Todo ello dando relieve y color a un argumento mínimo y viejo: Cirilo II, destronado del reino de Molavia y exiliado en Inglaterra, trata de salvar su dorado exilio mediante el matrimonio de su hijo, el príncipe Pío, con la princesa Olga. Para hacer frente a los gastos de la boda, el consejero Sisa propone al rey que solicite un préstamo al millonario general venezolano Tocateca.
El general está casado con la bella Berta quien fue cantante de 'varietès'en París. Gracias a Berta se salva el matrimonio de los príncipes y el buen pasar de los reyes si corona. En la nueva producción del Teatro de la Zarzuela se entremezclan los elementos decorativos propios del Music Hall y las líneas precisas de la zarzuela. Escénicamente el primer acto es esencial, leve de trazos, con una estética clara y sencilla, apoyada por los juegos de los luces. Respecto al coro, éste se mueve bien en el escenario, con aires de revista. Durante el primer, fueron especialmente aplaudidas las intervenciones de Carmen González con la canción del Arlequín y Enrique Ferrer, Príncipe Pío, interpretando 'Yo os invito amigos míos'.
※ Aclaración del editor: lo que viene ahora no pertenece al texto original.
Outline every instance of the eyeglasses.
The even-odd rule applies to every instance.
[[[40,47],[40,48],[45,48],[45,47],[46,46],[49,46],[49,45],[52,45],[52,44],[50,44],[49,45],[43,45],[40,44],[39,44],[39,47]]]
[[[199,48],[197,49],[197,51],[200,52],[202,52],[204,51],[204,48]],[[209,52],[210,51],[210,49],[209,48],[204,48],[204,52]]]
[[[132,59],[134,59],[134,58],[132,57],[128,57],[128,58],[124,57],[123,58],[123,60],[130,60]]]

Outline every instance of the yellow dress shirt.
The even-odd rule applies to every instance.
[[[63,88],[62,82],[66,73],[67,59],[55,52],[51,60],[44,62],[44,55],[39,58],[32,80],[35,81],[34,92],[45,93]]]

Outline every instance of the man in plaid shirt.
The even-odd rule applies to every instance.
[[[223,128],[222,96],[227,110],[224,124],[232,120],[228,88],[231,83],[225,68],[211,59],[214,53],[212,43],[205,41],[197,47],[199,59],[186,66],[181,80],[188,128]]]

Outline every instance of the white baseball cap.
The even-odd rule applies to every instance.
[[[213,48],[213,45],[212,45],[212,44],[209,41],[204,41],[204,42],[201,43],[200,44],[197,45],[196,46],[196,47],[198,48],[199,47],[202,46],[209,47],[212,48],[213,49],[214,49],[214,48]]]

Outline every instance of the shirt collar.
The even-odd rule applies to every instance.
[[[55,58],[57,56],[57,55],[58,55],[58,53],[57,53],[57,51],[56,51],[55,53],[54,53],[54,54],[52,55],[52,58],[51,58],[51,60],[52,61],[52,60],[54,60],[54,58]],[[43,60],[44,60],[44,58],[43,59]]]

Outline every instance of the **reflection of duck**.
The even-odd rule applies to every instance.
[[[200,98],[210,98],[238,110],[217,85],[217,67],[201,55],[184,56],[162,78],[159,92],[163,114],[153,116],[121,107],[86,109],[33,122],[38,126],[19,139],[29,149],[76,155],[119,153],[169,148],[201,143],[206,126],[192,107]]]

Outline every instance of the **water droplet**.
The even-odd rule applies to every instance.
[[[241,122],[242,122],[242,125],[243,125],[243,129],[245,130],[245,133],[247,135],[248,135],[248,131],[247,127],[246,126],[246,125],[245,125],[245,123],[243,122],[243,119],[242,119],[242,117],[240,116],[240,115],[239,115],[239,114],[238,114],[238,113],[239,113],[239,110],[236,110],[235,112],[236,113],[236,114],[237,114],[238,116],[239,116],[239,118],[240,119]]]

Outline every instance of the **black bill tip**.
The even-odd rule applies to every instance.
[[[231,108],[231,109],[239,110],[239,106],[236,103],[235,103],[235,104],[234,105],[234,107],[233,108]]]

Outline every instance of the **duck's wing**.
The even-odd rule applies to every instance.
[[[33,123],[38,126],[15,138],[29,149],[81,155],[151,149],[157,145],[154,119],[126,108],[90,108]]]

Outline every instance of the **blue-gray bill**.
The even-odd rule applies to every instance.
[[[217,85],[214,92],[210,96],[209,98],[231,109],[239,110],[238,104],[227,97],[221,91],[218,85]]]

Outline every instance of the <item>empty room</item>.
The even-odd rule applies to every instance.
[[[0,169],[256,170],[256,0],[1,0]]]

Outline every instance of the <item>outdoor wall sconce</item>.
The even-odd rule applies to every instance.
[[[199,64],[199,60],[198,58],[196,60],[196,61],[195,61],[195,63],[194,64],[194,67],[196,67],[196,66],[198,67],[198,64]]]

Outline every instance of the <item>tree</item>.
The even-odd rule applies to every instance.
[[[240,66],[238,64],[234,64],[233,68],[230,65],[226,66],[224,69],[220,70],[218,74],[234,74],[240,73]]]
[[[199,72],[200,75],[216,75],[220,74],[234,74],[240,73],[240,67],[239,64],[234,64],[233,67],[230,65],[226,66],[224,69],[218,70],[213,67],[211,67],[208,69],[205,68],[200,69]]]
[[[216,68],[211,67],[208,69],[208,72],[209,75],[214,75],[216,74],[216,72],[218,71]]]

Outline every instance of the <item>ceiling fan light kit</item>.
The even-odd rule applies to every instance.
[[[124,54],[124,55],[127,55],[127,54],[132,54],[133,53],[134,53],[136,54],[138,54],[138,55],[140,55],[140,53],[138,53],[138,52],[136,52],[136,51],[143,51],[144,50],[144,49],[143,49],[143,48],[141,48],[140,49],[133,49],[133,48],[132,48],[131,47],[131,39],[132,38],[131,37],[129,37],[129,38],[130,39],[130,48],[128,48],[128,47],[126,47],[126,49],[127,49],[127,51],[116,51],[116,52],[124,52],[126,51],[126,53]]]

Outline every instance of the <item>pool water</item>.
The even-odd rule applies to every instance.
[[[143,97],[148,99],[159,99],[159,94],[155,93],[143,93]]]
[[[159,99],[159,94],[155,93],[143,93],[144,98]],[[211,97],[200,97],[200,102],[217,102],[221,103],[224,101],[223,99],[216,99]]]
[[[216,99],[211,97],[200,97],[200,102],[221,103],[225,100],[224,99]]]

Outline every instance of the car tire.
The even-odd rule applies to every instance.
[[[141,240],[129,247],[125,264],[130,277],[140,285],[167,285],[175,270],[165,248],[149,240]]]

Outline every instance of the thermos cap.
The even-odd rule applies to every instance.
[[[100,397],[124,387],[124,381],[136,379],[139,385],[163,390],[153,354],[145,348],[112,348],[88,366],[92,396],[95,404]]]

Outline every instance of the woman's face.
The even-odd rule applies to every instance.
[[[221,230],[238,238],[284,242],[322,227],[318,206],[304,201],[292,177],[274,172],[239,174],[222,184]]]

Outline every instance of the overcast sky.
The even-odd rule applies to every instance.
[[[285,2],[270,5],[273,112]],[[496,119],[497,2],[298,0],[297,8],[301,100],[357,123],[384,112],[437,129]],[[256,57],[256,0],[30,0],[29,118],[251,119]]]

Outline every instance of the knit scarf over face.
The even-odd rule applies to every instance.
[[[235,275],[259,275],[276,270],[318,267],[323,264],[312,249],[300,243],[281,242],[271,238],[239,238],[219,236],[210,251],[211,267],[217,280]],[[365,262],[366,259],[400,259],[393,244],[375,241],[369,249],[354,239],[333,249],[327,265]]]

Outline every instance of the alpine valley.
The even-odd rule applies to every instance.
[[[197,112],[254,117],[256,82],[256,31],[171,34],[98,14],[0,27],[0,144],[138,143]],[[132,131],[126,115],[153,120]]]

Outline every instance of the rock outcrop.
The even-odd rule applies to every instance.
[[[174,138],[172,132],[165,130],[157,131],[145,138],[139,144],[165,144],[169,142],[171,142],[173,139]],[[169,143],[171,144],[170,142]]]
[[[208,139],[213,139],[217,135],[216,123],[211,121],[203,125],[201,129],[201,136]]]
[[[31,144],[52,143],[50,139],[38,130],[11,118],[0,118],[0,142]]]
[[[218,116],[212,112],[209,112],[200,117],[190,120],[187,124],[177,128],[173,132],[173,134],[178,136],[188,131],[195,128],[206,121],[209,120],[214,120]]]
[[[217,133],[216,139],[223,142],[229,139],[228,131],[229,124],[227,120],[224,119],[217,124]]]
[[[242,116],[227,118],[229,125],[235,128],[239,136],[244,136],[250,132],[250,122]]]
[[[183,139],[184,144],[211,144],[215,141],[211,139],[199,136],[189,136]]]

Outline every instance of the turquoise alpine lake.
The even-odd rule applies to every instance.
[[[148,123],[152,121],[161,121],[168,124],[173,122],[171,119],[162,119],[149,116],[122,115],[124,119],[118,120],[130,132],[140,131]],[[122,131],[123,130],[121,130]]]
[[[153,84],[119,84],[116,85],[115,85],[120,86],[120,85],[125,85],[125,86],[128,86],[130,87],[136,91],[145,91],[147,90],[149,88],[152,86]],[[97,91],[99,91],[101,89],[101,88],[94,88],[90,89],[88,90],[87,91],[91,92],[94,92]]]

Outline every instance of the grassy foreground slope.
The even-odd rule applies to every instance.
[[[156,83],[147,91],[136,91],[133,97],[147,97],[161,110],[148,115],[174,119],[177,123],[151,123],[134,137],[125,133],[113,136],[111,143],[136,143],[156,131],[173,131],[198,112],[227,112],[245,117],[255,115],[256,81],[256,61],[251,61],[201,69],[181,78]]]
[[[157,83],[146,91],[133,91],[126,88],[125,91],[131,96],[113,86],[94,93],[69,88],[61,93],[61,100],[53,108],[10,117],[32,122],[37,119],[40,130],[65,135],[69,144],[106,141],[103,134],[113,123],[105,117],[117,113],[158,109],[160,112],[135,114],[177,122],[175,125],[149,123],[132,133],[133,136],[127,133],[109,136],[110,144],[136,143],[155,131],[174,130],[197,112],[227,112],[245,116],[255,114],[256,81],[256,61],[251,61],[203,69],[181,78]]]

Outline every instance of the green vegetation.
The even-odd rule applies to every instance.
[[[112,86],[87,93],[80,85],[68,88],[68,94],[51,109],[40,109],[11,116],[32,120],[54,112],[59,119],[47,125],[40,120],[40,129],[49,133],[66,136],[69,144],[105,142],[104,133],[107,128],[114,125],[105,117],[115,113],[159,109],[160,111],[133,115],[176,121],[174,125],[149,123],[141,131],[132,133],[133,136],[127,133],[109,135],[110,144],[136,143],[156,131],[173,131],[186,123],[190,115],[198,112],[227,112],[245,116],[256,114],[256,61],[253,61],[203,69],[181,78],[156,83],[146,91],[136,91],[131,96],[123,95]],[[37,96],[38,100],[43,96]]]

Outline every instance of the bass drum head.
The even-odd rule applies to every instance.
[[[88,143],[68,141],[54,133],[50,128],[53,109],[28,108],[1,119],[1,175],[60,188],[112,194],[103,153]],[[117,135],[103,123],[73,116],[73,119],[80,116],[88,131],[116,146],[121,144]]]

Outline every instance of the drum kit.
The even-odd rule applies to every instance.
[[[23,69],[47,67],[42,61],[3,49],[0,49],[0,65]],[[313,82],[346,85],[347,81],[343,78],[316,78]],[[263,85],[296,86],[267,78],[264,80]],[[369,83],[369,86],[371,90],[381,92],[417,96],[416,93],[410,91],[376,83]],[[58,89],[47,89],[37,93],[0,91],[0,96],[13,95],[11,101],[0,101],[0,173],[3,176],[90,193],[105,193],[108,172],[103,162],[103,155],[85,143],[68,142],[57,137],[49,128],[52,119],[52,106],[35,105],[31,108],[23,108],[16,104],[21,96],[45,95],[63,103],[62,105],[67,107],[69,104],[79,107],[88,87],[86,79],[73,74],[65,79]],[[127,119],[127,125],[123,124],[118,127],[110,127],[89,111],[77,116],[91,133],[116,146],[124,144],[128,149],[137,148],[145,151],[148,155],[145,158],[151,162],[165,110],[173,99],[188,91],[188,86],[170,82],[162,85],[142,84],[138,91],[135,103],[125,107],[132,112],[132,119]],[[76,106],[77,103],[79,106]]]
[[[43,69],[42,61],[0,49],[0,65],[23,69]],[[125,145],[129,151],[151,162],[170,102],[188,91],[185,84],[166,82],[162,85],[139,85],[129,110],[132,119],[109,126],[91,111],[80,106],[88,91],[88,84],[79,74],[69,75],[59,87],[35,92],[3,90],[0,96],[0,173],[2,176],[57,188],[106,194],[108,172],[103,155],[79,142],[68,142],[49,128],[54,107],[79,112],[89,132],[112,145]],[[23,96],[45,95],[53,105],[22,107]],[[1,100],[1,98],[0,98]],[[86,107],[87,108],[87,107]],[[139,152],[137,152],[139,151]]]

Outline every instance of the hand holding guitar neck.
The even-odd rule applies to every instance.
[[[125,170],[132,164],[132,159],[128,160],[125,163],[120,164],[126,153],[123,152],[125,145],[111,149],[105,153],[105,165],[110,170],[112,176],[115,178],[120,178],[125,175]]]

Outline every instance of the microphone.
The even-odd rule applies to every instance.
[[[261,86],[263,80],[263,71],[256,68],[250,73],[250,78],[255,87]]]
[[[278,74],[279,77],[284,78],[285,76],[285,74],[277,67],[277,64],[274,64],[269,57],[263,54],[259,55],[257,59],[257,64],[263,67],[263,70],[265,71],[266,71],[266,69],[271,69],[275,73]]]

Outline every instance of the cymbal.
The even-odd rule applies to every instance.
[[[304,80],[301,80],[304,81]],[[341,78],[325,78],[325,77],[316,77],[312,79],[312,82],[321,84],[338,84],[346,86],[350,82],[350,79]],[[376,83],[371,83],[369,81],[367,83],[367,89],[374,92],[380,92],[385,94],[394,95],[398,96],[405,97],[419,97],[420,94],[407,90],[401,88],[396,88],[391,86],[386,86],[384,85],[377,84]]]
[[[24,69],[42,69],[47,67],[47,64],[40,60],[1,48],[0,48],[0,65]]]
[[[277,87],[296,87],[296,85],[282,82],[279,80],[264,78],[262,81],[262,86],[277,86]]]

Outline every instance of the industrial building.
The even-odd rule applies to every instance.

En el segundo acto nos encontramos con despliegues lujuriosos decorativos propios de la opereta con más recursos. Precisamente estos recursos, sutilmente administrados por Sagi, son lo que dan el toque supuestamente aristocrático y algo kish a la obra. Ante todo, la segunda parte es un carrusel en medio del escenario que va girando y termina de una manera casi apoteósica, con una lluvia de dorados en el último número.
En el segundo acto sería muy aplaudida la cantante asturiana Beatriz Díaz, en el papel de Princesa Olga, que ganó mucho en la extensión de la voz y la potencia vocal y fue de lo más destacado de la obra. Sin duda, el brillante final fue de lo más destacado, provocando los aplausos del público que ayer se citó en Oviedo y que llenó las gradas del Campoamor.